Chapter 2 of 24

Telemachus calls the assembly

Twenty years of silence in Ithaca, and a young man finally speaks.

Summary

At dawn Telemachus calls the first assembly of the Ithacans in the twenty years since his father left for Troy. He stands before them, his father's staff in his hand, and weeps from anger. He denounces the suitors — they should be ashamed; they would not dare any of this if Odysseus were here. He demands that they leave his house. The herald reports omens: two eagles fighting in the sky overhead, claws raked across each other's throats. The seer Halitherses interprets them. Odysseus is alive, he is coming home, and the suitors will pay for what they have done.

The suitors are unmoved. Antinous and Eurymachus, their leaders, blame Penelope for stringing them along.
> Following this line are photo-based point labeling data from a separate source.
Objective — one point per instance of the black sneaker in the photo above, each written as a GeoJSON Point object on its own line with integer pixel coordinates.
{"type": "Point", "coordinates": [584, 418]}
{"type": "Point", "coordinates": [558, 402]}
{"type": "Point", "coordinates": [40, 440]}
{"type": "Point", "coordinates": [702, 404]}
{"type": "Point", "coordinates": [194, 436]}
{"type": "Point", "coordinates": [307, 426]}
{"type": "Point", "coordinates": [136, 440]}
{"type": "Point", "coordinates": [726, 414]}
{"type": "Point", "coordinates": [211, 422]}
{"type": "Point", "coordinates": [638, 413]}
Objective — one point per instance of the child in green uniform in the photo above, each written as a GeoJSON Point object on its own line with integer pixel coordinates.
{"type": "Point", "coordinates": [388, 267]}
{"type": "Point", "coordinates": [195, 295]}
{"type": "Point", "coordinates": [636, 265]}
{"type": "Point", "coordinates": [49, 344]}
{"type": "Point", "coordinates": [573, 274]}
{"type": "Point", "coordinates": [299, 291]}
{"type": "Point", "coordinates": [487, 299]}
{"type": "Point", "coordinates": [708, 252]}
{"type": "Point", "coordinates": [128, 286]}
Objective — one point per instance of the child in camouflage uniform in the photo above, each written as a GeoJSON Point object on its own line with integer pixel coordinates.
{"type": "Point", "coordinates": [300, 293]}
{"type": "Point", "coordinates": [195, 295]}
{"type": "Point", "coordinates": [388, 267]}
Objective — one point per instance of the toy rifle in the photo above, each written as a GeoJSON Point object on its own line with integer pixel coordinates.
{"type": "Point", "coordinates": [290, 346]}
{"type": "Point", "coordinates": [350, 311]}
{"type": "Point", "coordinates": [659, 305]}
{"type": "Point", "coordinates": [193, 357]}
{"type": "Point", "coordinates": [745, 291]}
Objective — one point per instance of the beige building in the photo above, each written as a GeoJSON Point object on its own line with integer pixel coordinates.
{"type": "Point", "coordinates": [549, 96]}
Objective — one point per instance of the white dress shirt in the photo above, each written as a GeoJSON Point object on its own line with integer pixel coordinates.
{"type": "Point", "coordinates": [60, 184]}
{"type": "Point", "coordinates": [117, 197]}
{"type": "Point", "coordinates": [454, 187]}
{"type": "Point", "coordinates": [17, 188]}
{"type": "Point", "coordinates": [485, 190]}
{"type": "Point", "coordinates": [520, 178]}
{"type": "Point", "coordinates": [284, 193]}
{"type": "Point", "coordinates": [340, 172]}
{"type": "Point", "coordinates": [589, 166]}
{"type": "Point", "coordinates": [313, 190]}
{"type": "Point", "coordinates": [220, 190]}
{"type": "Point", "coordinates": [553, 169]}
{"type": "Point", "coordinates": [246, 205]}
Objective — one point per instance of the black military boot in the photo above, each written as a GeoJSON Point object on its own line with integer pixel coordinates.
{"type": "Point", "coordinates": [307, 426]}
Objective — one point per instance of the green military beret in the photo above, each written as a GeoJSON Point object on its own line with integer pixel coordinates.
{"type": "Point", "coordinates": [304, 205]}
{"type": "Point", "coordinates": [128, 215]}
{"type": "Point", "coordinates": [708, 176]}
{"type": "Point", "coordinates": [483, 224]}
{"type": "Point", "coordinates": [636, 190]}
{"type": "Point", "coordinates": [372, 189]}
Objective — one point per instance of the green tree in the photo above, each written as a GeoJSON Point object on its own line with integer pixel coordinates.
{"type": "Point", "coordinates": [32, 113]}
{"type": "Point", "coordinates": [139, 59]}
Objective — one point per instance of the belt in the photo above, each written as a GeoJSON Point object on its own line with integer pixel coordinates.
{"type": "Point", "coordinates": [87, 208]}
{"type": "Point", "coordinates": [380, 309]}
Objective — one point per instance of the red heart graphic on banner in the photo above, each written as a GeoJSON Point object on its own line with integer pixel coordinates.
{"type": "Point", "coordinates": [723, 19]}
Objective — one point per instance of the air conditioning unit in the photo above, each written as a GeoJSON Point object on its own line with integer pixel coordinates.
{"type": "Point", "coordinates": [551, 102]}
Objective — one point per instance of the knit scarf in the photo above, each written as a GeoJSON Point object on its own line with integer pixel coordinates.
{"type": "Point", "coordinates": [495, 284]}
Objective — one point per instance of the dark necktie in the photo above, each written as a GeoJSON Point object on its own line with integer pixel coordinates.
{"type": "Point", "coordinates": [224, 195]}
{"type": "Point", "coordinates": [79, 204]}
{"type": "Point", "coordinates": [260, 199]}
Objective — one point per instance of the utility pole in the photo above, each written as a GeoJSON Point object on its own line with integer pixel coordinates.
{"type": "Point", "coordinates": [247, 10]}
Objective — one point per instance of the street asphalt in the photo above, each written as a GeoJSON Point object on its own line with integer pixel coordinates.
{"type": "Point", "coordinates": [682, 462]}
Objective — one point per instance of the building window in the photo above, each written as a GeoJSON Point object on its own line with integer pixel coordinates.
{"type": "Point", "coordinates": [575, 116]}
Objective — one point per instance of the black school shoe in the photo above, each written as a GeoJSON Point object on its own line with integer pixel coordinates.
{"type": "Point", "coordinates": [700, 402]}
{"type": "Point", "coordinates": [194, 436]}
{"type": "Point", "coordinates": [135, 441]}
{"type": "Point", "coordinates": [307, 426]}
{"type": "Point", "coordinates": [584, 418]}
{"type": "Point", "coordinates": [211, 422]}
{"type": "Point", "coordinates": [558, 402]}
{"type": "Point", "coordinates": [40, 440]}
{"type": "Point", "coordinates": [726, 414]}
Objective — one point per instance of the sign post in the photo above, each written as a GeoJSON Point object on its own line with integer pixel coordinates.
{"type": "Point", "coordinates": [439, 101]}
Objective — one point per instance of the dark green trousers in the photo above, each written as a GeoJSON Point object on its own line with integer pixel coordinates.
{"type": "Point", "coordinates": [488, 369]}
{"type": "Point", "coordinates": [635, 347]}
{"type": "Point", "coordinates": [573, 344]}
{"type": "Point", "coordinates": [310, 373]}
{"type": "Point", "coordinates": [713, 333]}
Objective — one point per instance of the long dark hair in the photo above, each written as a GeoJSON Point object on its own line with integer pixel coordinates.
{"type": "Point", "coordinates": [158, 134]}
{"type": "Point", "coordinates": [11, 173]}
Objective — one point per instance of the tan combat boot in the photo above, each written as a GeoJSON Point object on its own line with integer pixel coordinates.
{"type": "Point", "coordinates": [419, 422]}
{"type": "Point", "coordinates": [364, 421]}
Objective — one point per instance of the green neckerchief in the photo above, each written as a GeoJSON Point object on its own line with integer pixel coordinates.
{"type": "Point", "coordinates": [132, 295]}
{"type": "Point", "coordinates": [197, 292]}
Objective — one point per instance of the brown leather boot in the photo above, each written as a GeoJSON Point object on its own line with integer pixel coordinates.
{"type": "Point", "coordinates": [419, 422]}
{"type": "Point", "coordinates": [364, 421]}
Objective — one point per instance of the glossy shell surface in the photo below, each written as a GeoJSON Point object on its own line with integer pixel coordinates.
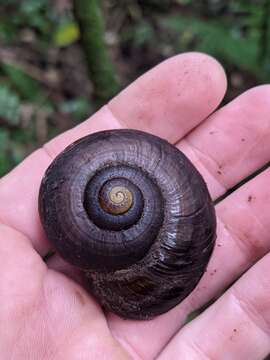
{"type": "Point", "coordinates": [134, 214]}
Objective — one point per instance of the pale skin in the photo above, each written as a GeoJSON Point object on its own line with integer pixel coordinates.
{"type": "Point", "coordinates": [44, 311]}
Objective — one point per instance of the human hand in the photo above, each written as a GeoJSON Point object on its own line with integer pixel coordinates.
{"type": "Point", "coordinates": [45, 314]}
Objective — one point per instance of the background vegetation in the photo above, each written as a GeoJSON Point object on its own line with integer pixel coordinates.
{"type": "Point", "coordinates": [60, 61]}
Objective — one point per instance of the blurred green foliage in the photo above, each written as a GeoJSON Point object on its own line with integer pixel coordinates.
{"type": "Point", "coordinates": [44, 86]}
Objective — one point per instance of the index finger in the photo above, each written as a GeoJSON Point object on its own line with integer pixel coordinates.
{"type": "Point", "coordinates": [168, 101]}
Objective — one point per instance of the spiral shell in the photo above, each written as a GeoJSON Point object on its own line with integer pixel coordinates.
{"type": "Point", "coordinates": [134, 214]}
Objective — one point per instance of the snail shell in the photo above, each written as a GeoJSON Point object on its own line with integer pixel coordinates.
{"type": "Point", "coordinates": [134, 214]}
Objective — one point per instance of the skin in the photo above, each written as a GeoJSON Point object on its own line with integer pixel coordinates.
{"type": "Point", "coordinates": [46, 314]}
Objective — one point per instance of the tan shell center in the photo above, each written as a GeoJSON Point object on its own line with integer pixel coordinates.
{"type": "Point", "coordinates": [121, 200]}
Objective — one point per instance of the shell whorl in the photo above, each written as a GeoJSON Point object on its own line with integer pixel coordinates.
{"type": "Point", "coordinates": [131, 211]}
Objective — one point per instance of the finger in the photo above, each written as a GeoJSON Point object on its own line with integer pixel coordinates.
{"type": "Point", "coordinates": [242, 238]}
{"type": "Point", "coordinates": [233, 142]}
{"type": "Point", "coordinates": [40, 309]}
{"type": "Point", "coordinates": [170, 100]}
{"type": "Point", "coordinates": [239, 323]}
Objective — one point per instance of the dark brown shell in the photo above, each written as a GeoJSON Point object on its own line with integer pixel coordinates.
{"type": "Point", "coordinates": [141, 263]}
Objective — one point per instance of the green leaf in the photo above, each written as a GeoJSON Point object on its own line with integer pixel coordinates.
{"type": "Point", "coordinates": [27, 87]}
{"type": "Point", "coordinates": [66, 34]}
{"type": "Point", "coordinates": [9, 106]}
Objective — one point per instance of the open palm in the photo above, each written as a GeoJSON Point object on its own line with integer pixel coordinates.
{"type": "Point", "coordinates": [46, 314]}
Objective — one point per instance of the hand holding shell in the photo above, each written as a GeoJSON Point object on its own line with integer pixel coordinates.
{"type": "Point", "coordinates": [133, 213]}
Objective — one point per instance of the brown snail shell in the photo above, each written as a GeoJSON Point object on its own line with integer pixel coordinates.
{"type": "Point", "coordinates": [134, 214]}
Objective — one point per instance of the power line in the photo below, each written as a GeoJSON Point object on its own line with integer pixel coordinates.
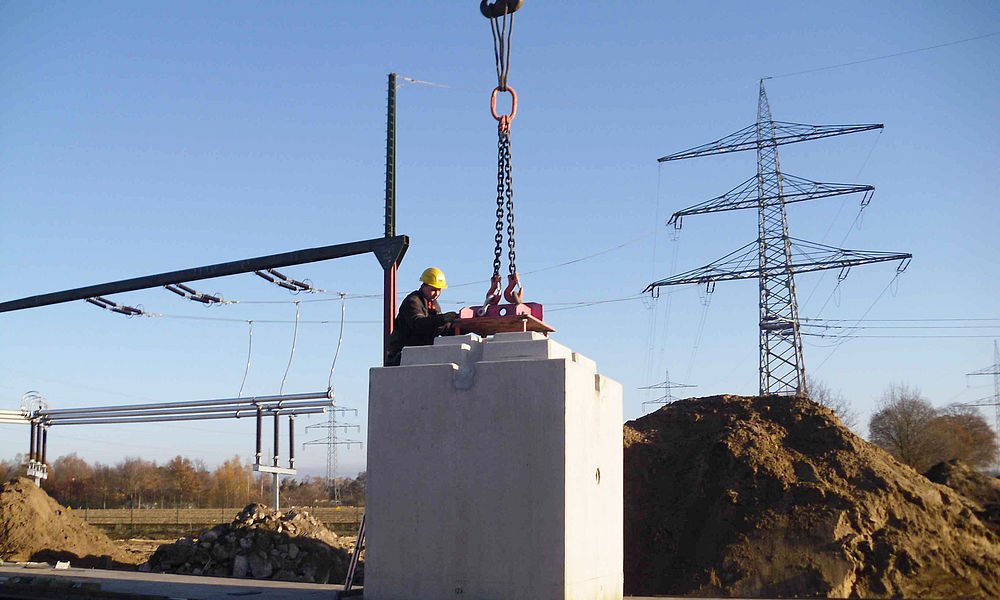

The trick of the shroud has just been discovered: she promised to choose a suitor when her weaving for old Laertes was finished, and for three years she wove by day and unwove the work at night. Now the maids have given her up. The suitors refuse to leave until she chooses one of them. Telemachus, seeing he will get no help from the assembly, announces that he will sail himself to find news of his father. The suitors mock him.

Athena, again in disguise — this time as Mentor, the family friend Odysseus left in charge of the household — quietly helps Telemachus gather a ship and crew. They sail at sunset. The suitors, drinking in the great hall, do not yet know he has gone. The chapter is a small, important political moment: the first time since Odysseus left that anyone in Ithaca has stood up in public and named the wrong out loud. The suitors will not be defeated by speeches, but the speeches had to come first.